WASHINGTON, DC – Amidst recent reporting that senior Boeing executives claim they were unaware of specific details about flight control systems in the 737 MAX, U.S. Senator Maria Cantwell (D-WA), the Ranking Member of the Senate Committee on Commerce, Science, and Transportation, today released the following statement on the need to strengthen the Federal Aviation Administration’s (FAA) aviation certification process. The Commerce Committee will consider legislation Cantwell introduced to make critical reforms to the process at a mark-up on Wednesday:
“The revelations that company executives did not know the details of a key flight control system are disturbing. It shows that we need a sea-change in the analysis that is required at both the FAA and at any company manufacturing aerospace equipment. Only the best engineering process – one that requires the right technical expertise, robust system analysis, and an ample amount of time and oversight – will ensure the U.S. remains the leader in aviation and aviation safety.
“Legislation the Senate Commerce Committee will consider this week will include two major changes needed to strengthen the aircraft certification process:
“First, the legislation strengthens the certification process under the Changed Product Rule by mandating a comprehensive systems-level analysis, which will help uncover problems like the ones we saw with the 737 MAX and make sure new technology is properly assessed.
“And second, a new oversight board of cutting-edge technology experts from leading research agencies outside the FAA — like NASA, the Air Force, and Volpe — will advise the FAA on assessments and analysis that are required to certify new and novel aircraft designs.
“Aerospace line engineers have the safety knowledge and are doing the job – executives need to listen to them.”
Cantwell has introduced multiple pieces of legislation to codify expert recommendations into law to improve aviation safety. In October 2019, she introduced a bill to implement aviation safety recommendations from the NTSB, U.S. Department of Transportation’s Office of Inspector General (DOT IG), and the International Civil Aviation Organization (ICAO) that seek to address challenges related to increased automation in commercial aircraft cockpits, as well as how pilots respond to flight deck alerts and uncommanded flight control inputs.
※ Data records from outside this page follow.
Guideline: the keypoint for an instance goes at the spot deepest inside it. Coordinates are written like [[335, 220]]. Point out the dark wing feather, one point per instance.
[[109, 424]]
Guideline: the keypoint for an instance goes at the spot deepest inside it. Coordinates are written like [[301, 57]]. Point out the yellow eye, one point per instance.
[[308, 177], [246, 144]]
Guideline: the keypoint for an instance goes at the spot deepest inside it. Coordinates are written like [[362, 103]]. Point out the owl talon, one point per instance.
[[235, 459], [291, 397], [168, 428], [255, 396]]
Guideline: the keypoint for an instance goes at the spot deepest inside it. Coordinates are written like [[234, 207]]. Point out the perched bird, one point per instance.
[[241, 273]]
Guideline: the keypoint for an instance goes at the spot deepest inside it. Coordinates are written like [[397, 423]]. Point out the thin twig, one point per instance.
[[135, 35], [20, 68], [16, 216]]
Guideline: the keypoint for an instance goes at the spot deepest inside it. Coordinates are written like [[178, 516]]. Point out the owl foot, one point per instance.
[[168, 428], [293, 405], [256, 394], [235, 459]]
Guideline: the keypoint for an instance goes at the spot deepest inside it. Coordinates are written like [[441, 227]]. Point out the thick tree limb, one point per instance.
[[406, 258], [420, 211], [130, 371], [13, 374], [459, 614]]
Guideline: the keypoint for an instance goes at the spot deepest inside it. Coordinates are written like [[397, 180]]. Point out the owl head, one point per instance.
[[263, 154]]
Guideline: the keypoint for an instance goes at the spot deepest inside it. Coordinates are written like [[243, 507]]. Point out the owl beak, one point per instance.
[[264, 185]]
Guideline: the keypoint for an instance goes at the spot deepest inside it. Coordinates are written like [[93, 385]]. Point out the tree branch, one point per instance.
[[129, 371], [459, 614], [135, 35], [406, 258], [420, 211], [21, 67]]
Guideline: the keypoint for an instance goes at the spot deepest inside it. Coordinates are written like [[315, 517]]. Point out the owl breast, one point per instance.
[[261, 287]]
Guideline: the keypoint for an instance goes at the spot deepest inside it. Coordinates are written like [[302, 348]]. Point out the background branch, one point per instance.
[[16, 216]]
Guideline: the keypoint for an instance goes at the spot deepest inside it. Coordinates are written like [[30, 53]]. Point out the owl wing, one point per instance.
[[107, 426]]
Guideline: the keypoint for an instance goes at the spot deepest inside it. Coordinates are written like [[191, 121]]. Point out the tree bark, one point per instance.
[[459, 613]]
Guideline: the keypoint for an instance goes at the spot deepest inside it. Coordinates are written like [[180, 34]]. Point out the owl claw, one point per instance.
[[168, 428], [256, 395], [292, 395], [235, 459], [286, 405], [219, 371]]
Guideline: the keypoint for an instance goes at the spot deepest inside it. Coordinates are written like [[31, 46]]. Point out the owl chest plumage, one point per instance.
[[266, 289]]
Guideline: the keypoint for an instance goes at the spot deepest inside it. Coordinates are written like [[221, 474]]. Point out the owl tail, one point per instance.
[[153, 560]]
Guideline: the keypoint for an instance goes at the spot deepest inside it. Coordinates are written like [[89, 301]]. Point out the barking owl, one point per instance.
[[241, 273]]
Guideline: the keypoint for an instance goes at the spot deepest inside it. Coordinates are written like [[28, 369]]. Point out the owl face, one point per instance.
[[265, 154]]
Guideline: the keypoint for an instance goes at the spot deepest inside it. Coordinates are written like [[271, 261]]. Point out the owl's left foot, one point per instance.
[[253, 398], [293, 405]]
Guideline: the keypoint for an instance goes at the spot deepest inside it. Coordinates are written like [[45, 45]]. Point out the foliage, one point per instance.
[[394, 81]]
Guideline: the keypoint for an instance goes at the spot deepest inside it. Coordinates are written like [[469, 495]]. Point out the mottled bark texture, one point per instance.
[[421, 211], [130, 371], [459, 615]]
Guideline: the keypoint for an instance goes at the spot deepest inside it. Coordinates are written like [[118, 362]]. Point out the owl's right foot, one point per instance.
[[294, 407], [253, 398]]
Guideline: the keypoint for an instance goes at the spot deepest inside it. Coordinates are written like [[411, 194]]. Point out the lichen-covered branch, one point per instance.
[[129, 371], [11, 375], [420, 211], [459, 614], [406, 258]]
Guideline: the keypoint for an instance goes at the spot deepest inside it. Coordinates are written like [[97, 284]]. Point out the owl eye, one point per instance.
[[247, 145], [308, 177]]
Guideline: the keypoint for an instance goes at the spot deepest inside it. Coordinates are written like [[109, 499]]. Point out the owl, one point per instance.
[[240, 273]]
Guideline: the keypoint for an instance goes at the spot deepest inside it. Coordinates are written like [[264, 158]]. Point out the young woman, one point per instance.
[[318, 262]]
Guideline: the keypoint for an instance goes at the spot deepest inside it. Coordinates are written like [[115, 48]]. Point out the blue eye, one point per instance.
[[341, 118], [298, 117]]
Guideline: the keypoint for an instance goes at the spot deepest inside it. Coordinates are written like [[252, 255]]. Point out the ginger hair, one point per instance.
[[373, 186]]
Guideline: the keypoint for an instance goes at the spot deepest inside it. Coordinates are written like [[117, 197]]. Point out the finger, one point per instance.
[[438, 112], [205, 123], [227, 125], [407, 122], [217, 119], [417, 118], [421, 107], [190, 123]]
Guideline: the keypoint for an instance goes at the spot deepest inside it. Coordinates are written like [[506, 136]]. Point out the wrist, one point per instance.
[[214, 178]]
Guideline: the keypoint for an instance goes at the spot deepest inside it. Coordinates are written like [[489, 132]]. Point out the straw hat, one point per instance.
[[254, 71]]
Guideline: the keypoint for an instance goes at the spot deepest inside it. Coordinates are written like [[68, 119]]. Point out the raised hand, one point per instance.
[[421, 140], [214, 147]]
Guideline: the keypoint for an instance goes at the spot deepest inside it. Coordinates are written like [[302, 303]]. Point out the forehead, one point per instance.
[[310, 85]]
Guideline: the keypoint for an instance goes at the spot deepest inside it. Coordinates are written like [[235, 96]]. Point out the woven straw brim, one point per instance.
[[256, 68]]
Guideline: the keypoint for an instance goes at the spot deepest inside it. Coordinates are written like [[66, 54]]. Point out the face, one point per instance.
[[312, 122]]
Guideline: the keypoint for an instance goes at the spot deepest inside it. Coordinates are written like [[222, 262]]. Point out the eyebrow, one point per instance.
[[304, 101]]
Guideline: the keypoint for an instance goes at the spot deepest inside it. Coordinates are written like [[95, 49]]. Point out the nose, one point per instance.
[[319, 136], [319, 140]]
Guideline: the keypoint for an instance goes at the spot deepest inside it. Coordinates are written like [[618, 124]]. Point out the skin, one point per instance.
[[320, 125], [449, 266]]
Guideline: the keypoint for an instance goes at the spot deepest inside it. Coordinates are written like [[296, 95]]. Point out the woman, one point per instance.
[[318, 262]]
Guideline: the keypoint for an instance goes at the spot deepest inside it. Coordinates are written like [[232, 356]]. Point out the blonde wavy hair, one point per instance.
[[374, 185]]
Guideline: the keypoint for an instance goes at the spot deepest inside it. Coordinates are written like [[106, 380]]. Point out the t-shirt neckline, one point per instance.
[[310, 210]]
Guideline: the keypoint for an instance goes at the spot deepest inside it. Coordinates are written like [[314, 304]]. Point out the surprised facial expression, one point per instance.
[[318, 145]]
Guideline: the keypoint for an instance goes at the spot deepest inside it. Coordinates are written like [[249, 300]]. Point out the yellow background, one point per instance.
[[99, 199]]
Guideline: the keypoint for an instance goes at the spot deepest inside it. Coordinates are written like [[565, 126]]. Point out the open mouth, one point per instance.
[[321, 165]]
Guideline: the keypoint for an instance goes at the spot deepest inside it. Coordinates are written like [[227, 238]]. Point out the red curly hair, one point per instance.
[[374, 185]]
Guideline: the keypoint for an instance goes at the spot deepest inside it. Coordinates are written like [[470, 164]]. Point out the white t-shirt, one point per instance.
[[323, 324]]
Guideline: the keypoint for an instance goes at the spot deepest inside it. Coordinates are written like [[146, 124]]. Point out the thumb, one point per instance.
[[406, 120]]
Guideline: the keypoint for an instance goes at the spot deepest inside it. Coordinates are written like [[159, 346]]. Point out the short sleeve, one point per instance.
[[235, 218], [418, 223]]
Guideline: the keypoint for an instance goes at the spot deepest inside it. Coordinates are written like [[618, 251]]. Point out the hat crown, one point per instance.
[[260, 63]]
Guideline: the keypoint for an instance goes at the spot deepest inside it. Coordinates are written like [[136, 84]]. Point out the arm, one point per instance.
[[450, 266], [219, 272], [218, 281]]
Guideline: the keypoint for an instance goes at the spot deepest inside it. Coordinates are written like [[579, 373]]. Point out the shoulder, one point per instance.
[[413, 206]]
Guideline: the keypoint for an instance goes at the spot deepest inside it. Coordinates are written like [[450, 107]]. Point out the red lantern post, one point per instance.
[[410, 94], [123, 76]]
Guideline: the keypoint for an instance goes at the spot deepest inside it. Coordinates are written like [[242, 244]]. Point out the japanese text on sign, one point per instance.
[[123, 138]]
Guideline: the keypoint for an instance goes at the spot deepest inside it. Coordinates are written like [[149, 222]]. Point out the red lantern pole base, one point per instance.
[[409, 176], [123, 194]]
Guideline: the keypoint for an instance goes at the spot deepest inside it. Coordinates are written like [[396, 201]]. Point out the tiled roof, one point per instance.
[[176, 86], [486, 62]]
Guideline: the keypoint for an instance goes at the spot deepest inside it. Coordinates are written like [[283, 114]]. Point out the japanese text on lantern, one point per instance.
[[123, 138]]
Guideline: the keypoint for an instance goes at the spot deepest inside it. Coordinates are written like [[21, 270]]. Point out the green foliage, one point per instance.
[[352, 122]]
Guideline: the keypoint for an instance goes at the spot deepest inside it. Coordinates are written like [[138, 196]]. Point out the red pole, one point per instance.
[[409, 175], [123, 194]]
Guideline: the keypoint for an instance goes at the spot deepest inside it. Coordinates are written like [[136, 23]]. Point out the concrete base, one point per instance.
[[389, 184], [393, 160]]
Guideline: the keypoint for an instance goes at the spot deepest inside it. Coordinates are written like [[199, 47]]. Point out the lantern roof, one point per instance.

Earlier this year, she introduced bipartisan legislation to create one-year paid aerospace policy fellowship roles for graduate and post-graduate students in Congress, at the FAA, and in other federal agencies to help build a pool of talent conversant in emerging technologies for the FAA and Congress to draw from as they make policy in the aviation sector. She also introduced bipartisan legislation to authorize the FAA to work with other countries to strengthen pilot training standards and enable the International Civil Aviation Organization (ICAO) to further enhance worldwide aviation safety and training standards.